Lu Wang, Thanh Nguyen, Manuel Rosa-Garrido, Yang Zhou, David C. Cleveland and Jianyi Zhang
Frontiers In Bioengineering and Biotechnology, 10 February 2023
Scientists use Axion’s noninvasive, label-free Maestro MEA to monitor the electrophysiological properties of cardiomyocytes in vitro.
Optimizing differentiation protocols for the generation of induced pluripotent stem cell-derived cardiomyocytes (iPSC-CMs) is essential for advancing cardiac regenerative medicine, cardiovascular disease research, and cardiotoxicity assessments. In this study, scientists build on previous research demonstrating the efficient differentiation of cardiomyocytes from human induced pluripotent stem cells (hiPSCs) when programmed from cardiac fibroblasts (rather than dermal fibroblasts or blood mononuclear cells) and compare the yield and functional properties of CMs differentiated from iPSCs reprogrammed from human atrial fibroblasts (iPSC) or ventricular cardiac fibroblasts (iPSC).

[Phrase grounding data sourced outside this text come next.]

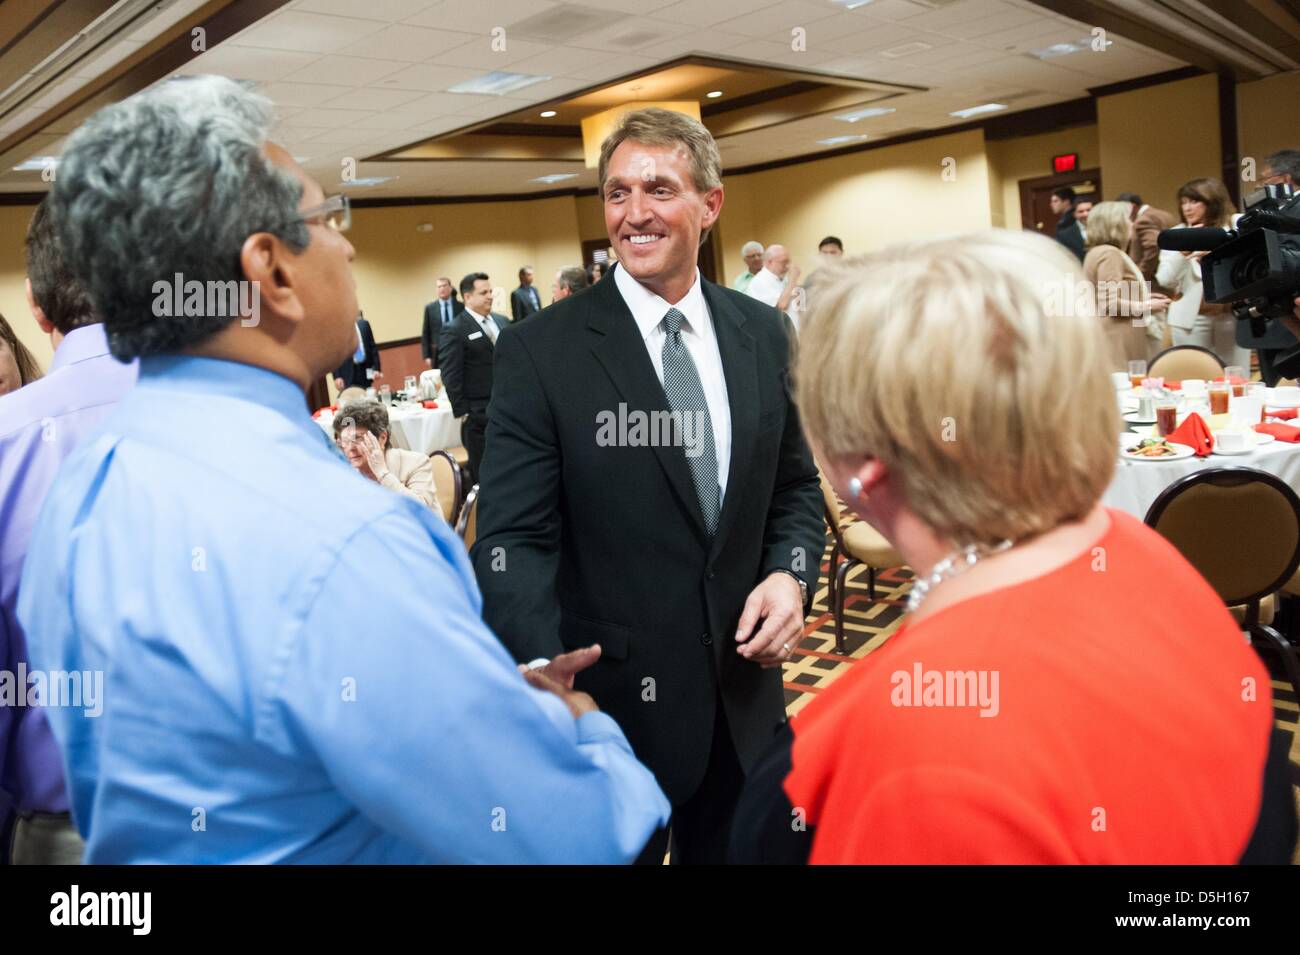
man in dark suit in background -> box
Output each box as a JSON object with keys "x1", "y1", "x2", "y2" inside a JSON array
[
  {"x1": 438, "y1": 273, "x2": 508, "y2": 482},
  {"x1": 332, "y1": 310, "x2": 381, "y2": 391},
  {"x1": 421, "y1": 276, "x2": 462, "y2": 369},
  {"x1": 471, "y1": 108, "x2": 824, "y2": 864},
  {"x1": 511, "y1": 266, "x2": 542, "y2": 323}
]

To monitor the electrophysiological properties of the AiPSC-CMs and ViPSC-CMs in vitro, the team used Axion’s noninvasive, label-free Maestro Edge multielectrode array (MEA) system and found that “while the field-potential durations were significantly longer in ViPSC-CMs than in AiPSC-CMs, measurements of action potential duration, beat period, spike amplitude, conduction velocity, and peak calcium-transient amplitude did not differ significantly between the two hiPSC-CM populations,” the cardiac-origin CMs showed increased ADP and conduction velocity compared to CMs derived from non-cardiac tissues. Overall, the scientists found that both cell types differentiated into CMS with equal efficiency, but observed that differences in electrophysiology, calcium handling, and transcription profiles support the hypothesis that tissue of origin is important when generating iPSC-CMs.